In Comments on indeterminism and undecidability the abstract reads:
"In a recent paper 1, it has been claimed that the outcomes of a quantum coin toss which is idealized as an infinite binary sequence is 1-random. We also defend the correctness of this claim and assert that the outcomes of quantum measurements can be considered as an infinite 1-random or n-random sequence. In this brief note we present our comments on this claim. We have mostly positive but also some negative comments on the arguments of the paper 1. Furthermore, we speculate a logical-axiomatic study of nature which we believe can intrinsically provide quantum mechanical probabilities based on 1(n)- randomness."
What grabbed my attention was something I read towards the end though:
"Finally, we would like to mention an issue that weakens the argument of approach (i). If the locality and experimenters’ free will are assumed, it can be shown that Bell’s theorem rules out any algorithm that predicts experimental results even if algorithm is unknowable."
"Now let’s choose a hidden variable which encodes this algorithm and assume that there are hidden universal Turing machines at points A and B. These Turing machines read the hidden variable when the particles arrive and output the measurement results. These outputs of Turing machines must obey Bell inequalities. This is obvious because such an algorithm and the hidden variable carrying it cannot transmit the spooky action at a distance. Since quantum mechanics can violate Bell’s inequalities, the sequence of outcomes it produces cannot be generated even by an unknowable algorithm. For this reason, the unknowable algorithm cannot save determinism under the assumptions of locality and free will."

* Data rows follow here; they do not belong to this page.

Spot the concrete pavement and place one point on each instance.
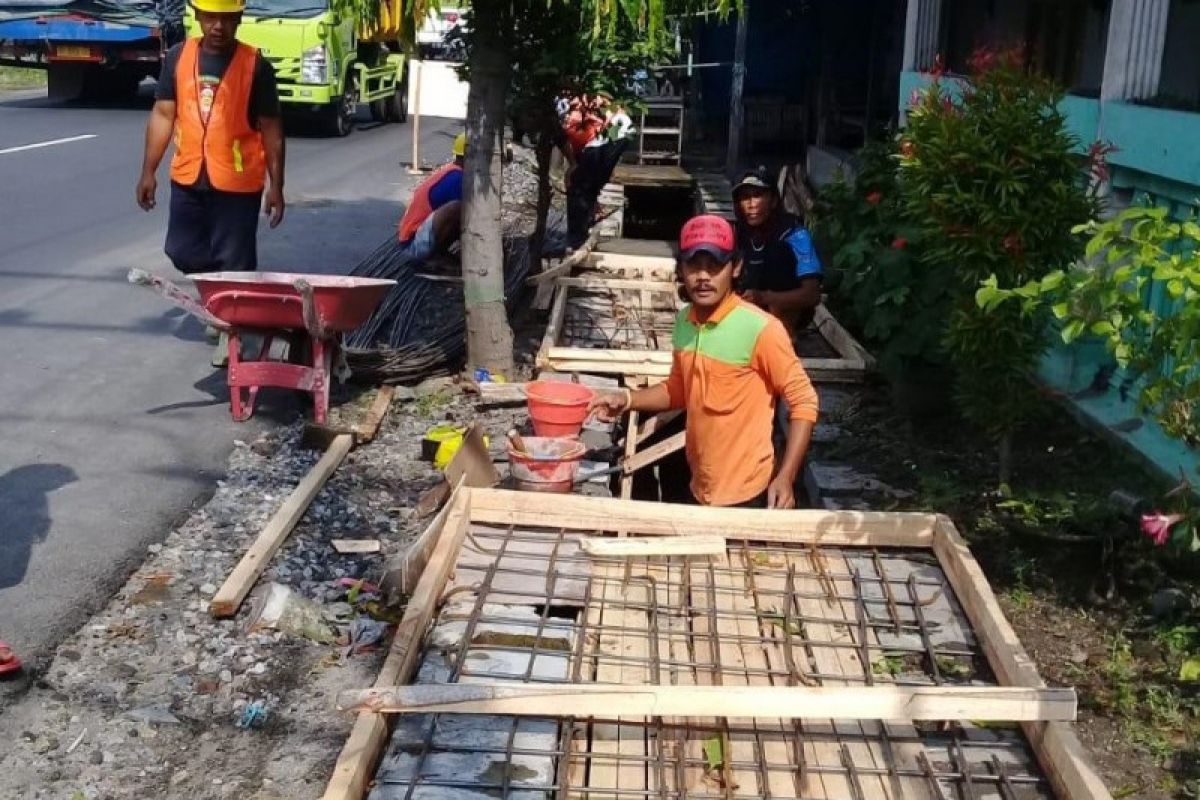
(113, 422)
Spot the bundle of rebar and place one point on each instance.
(420, 329)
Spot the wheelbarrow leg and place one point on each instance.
(322, 361)
(241, 408)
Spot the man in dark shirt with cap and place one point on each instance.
(781, 271)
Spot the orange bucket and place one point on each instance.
(549, 464)
(558, 409)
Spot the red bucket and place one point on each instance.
(557, 409)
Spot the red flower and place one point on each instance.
(1158, 525)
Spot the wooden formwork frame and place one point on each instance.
(1061, 756)
(655, 276)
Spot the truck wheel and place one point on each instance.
(397, 106)
(340, 115)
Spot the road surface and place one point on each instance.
(114, 425)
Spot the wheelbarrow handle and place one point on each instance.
(177, 296)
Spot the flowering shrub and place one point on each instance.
(991, 184)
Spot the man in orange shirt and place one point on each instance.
(732, 362)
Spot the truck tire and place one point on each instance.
(340, 115)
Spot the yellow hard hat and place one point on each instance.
(220, 6)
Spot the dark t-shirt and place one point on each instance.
(779, 258)
(264, 96)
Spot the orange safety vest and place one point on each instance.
(227, 145)
(419, 208)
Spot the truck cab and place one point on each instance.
(323, 62)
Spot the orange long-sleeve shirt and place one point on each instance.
(727, 373)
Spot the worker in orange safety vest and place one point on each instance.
(217, 98)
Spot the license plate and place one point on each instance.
(72, 52)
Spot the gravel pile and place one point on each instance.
(148, 699)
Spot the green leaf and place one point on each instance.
(714, 755)
(1191, 669)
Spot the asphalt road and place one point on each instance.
(113, 423)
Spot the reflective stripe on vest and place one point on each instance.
(419, 208)
(227, 146)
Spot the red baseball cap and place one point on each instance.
(709, 234)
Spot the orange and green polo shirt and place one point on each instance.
(727, 372)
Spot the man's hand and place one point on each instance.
(609, 405)
(273, 205)
(148, 185)
(780, 494)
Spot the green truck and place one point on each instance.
(325, 62)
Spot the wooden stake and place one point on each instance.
(606, 701)
(253, 563)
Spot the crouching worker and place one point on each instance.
(433, 217)
(732, 362)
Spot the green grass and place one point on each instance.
(21, 78)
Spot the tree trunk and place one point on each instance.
(1006, 458)
(544, 150)
(489, 336)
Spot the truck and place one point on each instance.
(96, 49)
(325, 62)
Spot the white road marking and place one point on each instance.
(47, 144)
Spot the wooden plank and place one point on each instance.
(591, 282)
(357, 762)
(654, 453)
(657, 422)
(609, 701)
(369, 427)
(627, 480)
(275, 533)
(591, 515)
(635, 547)
(557, 314)
(1067, 765)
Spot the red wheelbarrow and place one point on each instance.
(273, 305)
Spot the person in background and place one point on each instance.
(598, 137)
(731, 364)
(781, 272)
(217, 100)
(433, 217)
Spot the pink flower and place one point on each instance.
(1158, 525)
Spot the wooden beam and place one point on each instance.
(1059, 750)
(357, 762)
(636, 547)
(275, 533)
(369, 427)
(592, 282)
(657, 422)
(557, 316)
(607, 701)
(591, 515)
(655, 452)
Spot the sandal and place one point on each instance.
(9, 662)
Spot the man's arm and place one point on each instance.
(159, 131)
(786, 378)
(276, 152)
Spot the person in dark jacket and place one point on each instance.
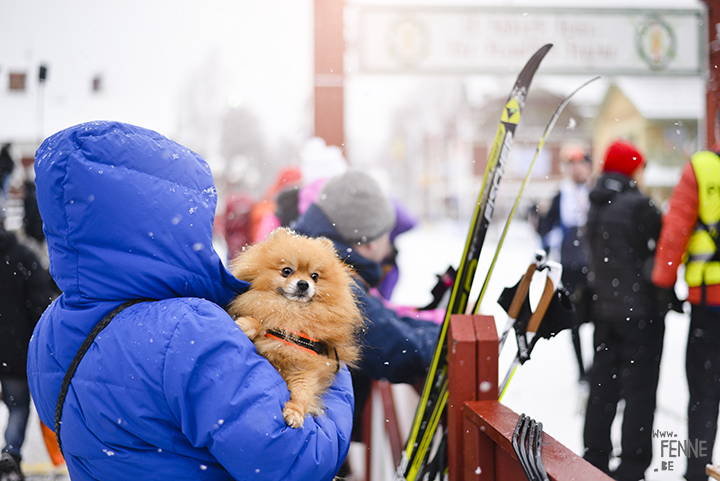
(622, 228)
(354, 213)
(7, 166)
(171, 388)
(25, 292)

But the problem is that I just finished reading a different paper named Quantum Randomness: From Practice to Theory and Back and there I found this:
"The “magic” of the quantum technology capable of producing unbreakable security depends on the possibility of producing true random bits. What does “true ran-domness” 5 mean? The concept is not formally defined, but a common meaning is the lack of any possible correlations. Is this indeed theoretically possible? The answer is negative: there is no true randomness, irrespective of the method used to produce it. The British mathematician and logician Frank P. Ramsey was the first to demonstrate it in his study of conditions under which order must appear (see [24, 32]); other proofs have been given in the framework of algorithmic information theory "
"Randomness means unpredictability with respect to some fixed theory. The quality of a particular type of randomness depends on the power of the theory to detect correlations, which determines how difficult predictability is (see more in [4, 6]). For example, finite automata detect less correlations than Turing machines. Consequently, finite automata, based unpredictability is weaker than Turing machine, based unpredictability: there are (many) sequences computable by Turing machines (hence, predictable, not random) that are unpredictable, random, for finite automata. In analogy with the notion of incomputability (see ), one can prove that there is a never-ending hierarchy of stronger (better quality) and stronger forms of randomness."
So my confusion is this: It is claimed that no algorithm can produce the quantum results because it is ruled out by Bell's theorem. But the other paper states that basically no real number is totally random, and any sequence can be predicted/generated by some unknown algorithm. So this seems like contradiction. I don't know what I'm not seeing/missing.